Okul müdürlerinin görev tanımı, sadece eğitim ve öğretim faaliyetleridir. Ancak günümüzde birçok okul yöneticisi, okul binası bakımından dolayı eğitim süreçlerinin bir kenara itildiği gözlemlemektedir. Müdürlerin temel sorumluluğu olan eğitim ve öğretim faaliyetleri, sıklıkla okul bakım ve onarım işlerinin gölgesinde kalmaktadır.
Milli Eğitim Bakanlığı, okul müdürlerini ve müdür yardımcılarını eğitim öğretim sınıfı personeli olarak tanımlar ve yönetici atama yönetmeliğinde, okul yöneticilerinin eğitim ve öğretim faaliyetlerinden ayrılmaz bir şekilde bağlı olduğunu belirtir. Buna rağmen, bazı okul yöneticileri görevlerini bir inşaat mühendisi gibi yürütme eğilimindedir; yerleri kaplamak, sınıfları boyamak ve camlara kilit takmak gibi işlemlerle meşguldürler.
Bu durum, eğitim yönetiminin çağın gerekliliklerinden uzaklaşmasına yol açmaktadır. Dijital çağın ve eğitimdeki yeniliklerin gerektirdiği sürekli gelişim, bu tür müdürlerin müteahhitlik işlerine yoğunlaşmalarıyla göz ardı edilmektedir. Milli Eğitim Bakanlığı’nın okullar için tahsis ettiği ödenekler, genellikle bakım ve onarım işlerine harcanmaktadır; bu da eğitimin kalitesini artırmaya yönelik adımların geri planda kalmasına neden olmaktadır.

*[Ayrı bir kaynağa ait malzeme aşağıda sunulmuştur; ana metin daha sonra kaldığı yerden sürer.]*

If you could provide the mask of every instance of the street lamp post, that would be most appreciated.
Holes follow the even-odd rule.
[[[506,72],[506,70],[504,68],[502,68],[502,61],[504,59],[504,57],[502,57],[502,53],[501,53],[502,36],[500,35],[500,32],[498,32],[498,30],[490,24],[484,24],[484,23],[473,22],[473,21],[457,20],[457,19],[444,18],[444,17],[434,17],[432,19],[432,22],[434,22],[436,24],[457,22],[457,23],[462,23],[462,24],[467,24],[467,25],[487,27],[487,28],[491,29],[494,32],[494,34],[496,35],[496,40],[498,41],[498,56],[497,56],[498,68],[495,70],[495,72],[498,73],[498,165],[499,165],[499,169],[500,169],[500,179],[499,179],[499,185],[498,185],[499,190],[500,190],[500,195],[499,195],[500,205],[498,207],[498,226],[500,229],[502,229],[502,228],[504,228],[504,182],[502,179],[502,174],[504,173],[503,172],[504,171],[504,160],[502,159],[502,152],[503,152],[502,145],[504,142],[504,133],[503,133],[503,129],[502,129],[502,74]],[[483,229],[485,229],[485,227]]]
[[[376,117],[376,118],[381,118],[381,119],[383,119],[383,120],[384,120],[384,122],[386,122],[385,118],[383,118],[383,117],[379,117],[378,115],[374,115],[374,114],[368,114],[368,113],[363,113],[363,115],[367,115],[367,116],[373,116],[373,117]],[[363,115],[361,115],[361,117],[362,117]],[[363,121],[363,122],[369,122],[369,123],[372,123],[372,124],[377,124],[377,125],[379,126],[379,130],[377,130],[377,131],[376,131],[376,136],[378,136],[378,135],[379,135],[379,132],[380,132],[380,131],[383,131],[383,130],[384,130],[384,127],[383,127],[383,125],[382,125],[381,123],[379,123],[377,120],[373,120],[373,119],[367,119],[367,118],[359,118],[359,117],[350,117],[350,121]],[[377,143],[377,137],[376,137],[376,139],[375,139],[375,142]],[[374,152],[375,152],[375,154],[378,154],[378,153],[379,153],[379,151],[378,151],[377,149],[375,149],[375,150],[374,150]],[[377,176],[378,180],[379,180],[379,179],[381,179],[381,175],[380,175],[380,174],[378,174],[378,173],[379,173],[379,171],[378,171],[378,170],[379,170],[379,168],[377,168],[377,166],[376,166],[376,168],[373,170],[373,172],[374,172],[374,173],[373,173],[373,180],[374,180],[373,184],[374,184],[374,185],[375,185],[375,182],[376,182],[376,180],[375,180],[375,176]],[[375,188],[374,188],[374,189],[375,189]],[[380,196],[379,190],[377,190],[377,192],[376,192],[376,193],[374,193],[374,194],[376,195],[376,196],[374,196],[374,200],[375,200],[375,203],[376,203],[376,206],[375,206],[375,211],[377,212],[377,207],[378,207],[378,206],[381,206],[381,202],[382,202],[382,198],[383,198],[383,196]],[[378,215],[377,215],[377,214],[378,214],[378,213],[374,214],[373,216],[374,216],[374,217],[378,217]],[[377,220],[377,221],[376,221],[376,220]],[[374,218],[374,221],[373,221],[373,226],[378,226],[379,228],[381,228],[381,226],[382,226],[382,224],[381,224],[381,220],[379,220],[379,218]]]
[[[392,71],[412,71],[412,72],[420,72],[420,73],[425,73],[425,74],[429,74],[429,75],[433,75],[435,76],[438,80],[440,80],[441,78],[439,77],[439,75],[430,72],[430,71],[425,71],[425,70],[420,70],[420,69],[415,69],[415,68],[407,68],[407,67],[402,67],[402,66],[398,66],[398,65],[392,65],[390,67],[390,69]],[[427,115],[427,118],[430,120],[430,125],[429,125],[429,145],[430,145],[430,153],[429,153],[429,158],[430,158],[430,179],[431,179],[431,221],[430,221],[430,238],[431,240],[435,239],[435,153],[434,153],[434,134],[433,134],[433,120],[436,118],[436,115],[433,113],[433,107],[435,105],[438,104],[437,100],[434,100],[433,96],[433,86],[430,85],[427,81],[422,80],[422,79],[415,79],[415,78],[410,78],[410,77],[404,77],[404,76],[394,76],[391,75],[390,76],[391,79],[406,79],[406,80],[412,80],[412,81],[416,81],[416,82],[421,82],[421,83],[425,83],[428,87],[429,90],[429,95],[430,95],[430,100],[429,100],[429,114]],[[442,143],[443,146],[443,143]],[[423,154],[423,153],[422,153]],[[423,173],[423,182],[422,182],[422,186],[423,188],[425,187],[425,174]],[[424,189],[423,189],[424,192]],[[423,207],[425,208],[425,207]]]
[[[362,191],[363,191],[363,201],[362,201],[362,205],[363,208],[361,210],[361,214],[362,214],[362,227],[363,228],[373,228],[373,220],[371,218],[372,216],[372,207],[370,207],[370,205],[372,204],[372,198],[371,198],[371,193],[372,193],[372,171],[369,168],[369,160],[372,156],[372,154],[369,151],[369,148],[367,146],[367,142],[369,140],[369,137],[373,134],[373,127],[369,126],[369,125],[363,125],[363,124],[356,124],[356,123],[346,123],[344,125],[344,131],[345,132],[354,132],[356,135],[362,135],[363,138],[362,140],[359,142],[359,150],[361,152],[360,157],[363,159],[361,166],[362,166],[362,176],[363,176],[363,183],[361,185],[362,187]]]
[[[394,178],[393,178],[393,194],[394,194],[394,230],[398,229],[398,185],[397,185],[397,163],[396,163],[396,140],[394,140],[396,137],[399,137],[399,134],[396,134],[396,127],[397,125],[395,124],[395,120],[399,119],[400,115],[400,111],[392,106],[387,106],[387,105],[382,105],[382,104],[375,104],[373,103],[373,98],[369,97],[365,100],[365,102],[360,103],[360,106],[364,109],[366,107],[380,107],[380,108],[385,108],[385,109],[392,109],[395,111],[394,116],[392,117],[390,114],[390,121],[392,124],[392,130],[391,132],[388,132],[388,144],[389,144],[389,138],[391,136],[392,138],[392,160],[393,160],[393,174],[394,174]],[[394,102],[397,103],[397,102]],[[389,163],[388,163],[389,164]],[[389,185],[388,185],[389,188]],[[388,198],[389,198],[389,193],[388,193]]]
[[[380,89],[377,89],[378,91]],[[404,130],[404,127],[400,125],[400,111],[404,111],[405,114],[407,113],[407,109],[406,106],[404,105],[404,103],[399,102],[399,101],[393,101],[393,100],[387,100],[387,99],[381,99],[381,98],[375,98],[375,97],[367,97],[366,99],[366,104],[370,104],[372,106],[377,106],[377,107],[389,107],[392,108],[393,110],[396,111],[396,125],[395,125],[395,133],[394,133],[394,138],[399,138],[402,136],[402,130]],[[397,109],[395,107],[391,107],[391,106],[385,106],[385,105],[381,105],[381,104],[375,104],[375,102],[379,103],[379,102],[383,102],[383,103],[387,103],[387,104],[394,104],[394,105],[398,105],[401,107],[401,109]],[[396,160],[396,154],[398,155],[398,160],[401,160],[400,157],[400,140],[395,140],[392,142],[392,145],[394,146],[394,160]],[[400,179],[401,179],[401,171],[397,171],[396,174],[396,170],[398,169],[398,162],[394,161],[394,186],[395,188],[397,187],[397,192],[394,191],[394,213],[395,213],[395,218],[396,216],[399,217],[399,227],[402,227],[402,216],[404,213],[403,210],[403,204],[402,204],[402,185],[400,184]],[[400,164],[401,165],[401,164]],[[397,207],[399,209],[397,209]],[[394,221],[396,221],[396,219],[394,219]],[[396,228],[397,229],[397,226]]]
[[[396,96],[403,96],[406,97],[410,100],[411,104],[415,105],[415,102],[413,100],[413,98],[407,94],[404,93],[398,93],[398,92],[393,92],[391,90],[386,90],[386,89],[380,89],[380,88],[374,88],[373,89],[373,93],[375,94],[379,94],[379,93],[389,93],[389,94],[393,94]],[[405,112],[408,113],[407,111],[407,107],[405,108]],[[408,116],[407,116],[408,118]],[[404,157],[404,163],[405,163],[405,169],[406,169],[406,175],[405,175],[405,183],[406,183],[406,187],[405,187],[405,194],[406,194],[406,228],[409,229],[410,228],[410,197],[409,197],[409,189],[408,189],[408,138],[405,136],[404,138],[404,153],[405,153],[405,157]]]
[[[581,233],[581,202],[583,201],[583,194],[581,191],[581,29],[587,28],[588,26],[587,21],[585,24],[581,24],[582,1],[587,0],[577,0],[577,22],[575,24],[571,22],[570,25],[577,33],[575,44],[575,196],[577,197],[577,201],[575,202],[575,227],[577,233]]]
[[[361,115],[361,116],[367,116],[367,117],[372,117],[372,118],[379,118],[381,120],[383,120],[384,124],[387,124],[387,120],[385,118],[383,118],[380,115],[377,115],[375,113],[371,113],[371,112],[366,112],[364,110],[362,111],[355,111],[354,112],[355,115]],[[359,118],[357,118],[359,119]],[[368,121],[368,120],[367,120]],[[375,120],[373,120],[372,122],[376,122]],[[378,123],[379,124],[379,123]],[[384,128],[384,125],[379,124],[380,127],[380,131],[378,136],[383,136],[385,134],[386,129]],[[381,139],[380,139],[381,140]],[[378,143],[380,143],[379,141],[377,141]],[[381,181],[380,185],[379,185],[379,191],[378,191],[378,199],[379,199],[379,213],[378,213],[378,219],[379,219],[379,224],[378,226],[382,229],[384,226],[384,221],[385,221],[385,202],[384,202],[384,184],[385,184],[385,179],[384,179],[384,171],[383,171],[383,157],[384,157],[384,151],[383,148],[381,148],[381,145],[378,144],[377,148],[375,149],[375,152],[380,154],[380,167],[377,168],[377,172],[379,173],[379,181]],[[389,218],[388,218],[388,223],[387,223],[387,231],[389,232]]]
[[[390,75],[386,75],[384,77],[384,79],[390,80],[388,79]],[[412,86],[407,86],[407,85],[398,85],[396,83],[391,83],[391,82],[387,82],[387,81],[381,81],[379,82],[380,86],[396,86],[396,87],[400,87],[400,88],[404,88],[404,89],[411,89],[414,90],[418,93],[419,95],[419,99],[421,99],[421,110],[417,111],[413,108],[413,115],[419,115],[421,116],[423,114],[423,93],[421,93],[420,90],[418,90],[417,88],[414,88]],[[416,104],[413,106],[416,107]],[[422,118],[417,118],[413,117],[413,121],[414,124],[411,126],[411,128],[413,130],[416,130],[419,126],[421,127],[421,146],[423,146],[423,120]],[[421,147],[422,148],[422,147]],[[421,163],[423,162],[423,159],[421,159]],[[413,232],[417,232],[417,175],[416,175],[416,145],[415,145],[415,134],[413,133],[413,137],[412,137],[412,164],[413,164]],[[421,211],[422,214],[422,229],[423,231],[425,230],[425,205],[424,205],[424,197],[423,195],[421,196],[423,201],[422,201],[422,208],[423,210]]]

Bu sorunun çözülmesi için, eğitim ve öğretim faaliyetlerine yeterince zaman ayırmayan yöneticilerin tespit edilmesi ve gerekli uyarıların yapılması gerekmektedir. Eğitim odaklı bir yönetim anlayışına geçilmesi, okul yöneticilerinin asli görevlerine odaklanmalarını sağlayarak, eğitim kalitesinin artırılmasına katkıda bulunacaktır.